The data domains included in this standard have been defined by years of field work with a wide variety of student information systems in use within the K–12 enterprise. These data domains represent core data elements common to student information systems in K–12.
The Ed-Fi Unifying Data Model
Ed-Fi data exchange standards are concerned principally with data directly related to student performance and activity within the K–12 enterprise.
The elements in this standard — defined as API resources — derive from the Ed-Fi Unifying Data Model (UDM) v3.0, which captures a view of the student and related data elements focused on student performance. The UDM also exists to ensure that all standards published by the Ed-Fi Alliance share a common data model, and are therefore consistent with each other.
This standard describes the data definitions and structure (from the UDM), the formatting of the data (bindings and JSON serialization), and movement of that data (or transport). All are necessary for data to be efficiently exchanged between systems. This allows data to be combined with other indicators of student performance (such as assessment results) and used to inform instructional decision-making.
API Resources and API Interactions
The API standards described allow applications to read and write student data through a secure REST interface.
API implementers and clients are expected to follow all guidelines in the Ed-Fi API Design and Implementation Guidelines. These include requirements relating to errors, authentication, security, and other aspects of API usage and implementation. Any MUSTs from that document should be considered required. If there are differences between the requirements included in this document and that one, the information provided in this document has precedence.
An Open API definition of the REST interface is provided in the Ed-Fi RFC 16 - Open API Spec section. Consumer implementations wishing to conform to this standard are expected to implement all paths and resources described in the specification. Providers wishing to conform to this standard are expected to be able to manage all API resources described, and accurately follow the semantics as described in the Ed-Fi UDM.
The architecture covered by this model of data exchange is intended to serve the following example use cases. Note that these are illustrative only: they are intended to highlight principal high-value use cases and do not cover all possible use cases.
- A local education agency (LEA) desires to extract a variety of data from its student information system in order to power student-performance dashboards it provides to teachers, counselors, and principals at all district schools. The data to be included from the student information system includes demographics, grades and transcript info, attendance, behavior, and student program participation data (e.g., Title I, SPED). The SIS is able to synchronize a copy of its data using the Core Student Data Management API into an intermediate operational data store that is used to feed downstream analytic data marts, including those that power the dashboards deployed by the LEA.
- A state education agency (SEA) needs to collect data on the performance of students and schools so that it can evaluate statewide needs and help manage improvement of education on a statewide level. These collections often include very granular student-level data (i.e., data on individual students) so that data can be aggregated into several other reports and data marts in flexible ways (e.g., calculate different kinds of aggregate metrics). The data needed for the reports generated by the SEA includes student and staff demographics, program participation, attendance, discipline, transcript data, and graduation progress information. The data needs to be synched in near-real time to support the ability of LEAs within the state to correct and fix data in source systems and have it re-communicated to the state by the SIS system within tight windows of time defined by the SEA.

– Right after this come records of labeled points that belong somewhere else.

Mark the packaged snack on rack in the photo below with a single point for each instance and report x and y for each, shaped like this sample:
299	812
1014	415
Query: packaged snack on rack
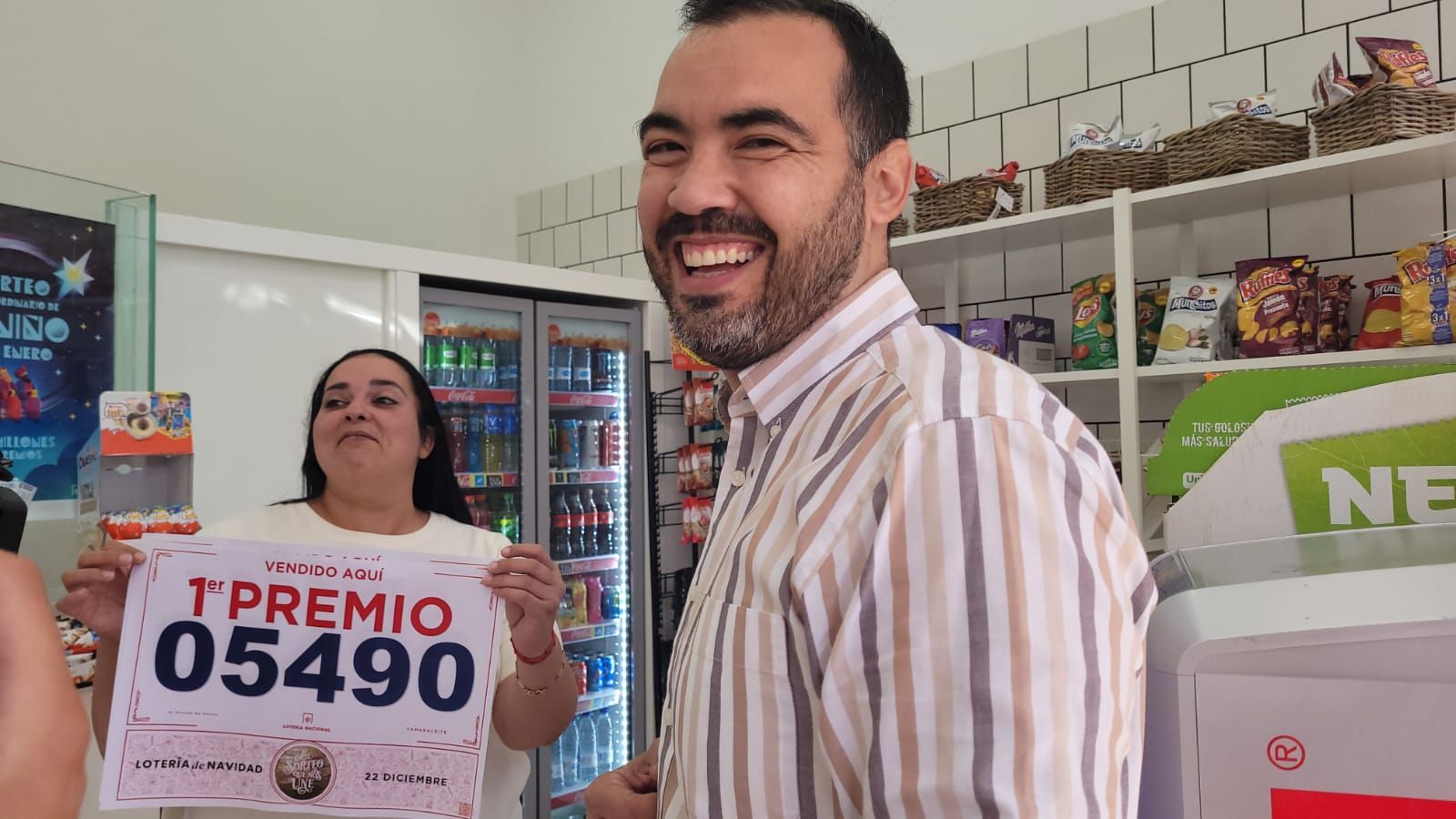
1152	303
1273	307
1426	295
1380	327
1334	312
1094	346
1397	62
1196	327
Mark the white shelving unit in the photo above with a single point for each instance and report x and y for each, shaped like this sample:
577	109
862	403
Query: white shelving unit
1429	159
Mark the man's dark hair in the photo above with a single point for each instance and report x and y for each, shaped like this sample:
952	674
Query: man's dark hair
874	98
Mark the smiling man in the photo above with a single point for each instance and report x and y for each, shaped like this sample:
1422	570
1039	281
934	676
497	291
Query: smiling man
921	595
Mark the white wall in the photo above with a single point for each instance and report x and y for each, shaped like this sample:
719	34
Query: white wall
368	118
593	66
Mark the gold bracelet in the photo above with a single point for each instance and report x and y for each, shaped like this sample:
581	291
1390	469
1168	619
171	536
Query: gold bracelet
545	688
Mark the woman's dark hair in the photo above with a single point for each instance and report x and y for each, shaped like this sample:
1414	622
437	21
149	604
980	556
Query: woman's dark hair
436	487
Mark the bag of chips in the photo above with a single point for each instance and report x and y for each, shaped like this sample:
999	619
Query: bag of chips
1196	324
1334	312
1259	106
1271	307
1152	302
1397	62
1426	295
1380	327
1094	344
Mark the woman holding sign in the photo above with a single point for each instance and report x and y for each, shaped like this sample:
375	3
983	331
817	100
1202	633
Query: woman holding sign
378	475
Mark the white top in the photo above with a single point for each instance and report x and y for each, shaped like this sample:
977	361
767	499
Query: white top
506	770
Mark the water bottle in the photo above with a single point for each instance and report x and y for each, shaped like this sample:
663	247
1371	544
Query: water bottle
587	741
487	372
570	760
606	756
472	443
558	778
510	439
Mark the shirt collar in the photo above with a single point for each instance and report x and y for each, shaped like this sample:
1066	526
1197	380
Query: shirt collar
769	387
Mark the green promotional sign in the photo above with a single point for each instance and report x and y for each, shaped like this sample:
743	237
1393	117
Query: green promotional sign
1218	413
1383	479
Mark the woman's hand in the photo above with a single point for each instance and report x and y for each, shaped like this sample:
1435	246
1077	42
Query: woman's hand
531	588
96	588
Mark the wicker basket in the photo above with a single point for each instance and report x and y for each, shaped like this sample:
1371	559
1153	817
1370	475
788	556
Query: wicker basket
960	203
1232	145
1382	114
1085	175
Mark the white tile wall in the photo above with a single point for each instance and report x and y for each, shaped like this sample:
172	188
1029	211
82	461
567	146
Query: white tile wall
1419	24
916	106
1397	217
1001	82
1120	48
631	182
529	212
568	244
1034	271
975	147
579	200
1320	230
1158	98
948	96
932	150
1295	63
1059	65
594	239
1324	14
543	248
1227	77
621	232
553	206
635	267
1256	22
1098	106
1187	31
606	191
1031	135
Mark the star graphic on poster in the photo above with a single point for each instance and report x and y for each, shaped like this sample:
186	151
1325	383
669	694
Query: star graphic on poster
73	276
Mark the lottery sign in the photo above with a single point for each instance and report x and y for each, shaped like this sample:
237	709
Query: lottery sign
249	676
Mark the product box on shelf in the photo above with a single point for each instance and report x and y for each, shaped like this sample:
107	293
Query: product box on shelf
1033	344
987	336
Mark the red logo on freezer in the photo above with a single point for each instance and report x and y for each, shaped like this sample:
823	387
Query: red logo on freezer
1286	753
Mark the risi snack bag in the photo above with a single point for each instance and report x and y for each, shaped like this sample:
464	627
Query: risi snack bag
1196	324
1094	346
1334	312
1426	296
1382	321
1152	302
1398	62
1271	307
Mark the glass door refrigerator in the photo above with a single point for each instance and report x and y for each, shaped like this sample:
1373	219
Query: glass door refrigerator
545	410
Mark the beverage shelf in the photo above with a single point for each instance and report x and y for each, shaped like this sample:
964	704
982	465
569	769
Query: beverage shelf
468	395
488	480
589	632
597	700
575	477
604	399
589	564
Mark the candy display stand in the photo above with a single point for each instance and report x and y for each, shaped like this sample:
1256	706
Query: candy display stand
138	460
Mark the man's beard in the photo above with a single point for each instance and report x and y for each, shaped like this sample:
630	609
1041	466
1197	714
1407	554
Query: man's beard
801	281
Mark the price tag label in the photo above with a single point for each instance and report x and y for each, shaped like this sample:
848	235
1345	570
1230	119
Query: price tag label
274	680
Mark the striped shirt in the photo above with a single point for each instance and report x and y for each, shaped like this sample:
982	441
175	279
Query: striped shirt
921	593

- A local education agency has an Individualized Education Plan (IEP) case-management system that is used for managing special education student activity and reporting. That system incorporates a variety of data from a SIS system, typically more than the enrollment and basic demographics provided by standard roster exchange. For example, the case-management system needs information on past SPED and other program participation, parental information, plus attendance and discipline information. The LEA uses the Core Student Data Management APIs to connect data in near-real time to the IEP case-management system and thereby provide the system a rich set of information on students with IEPs.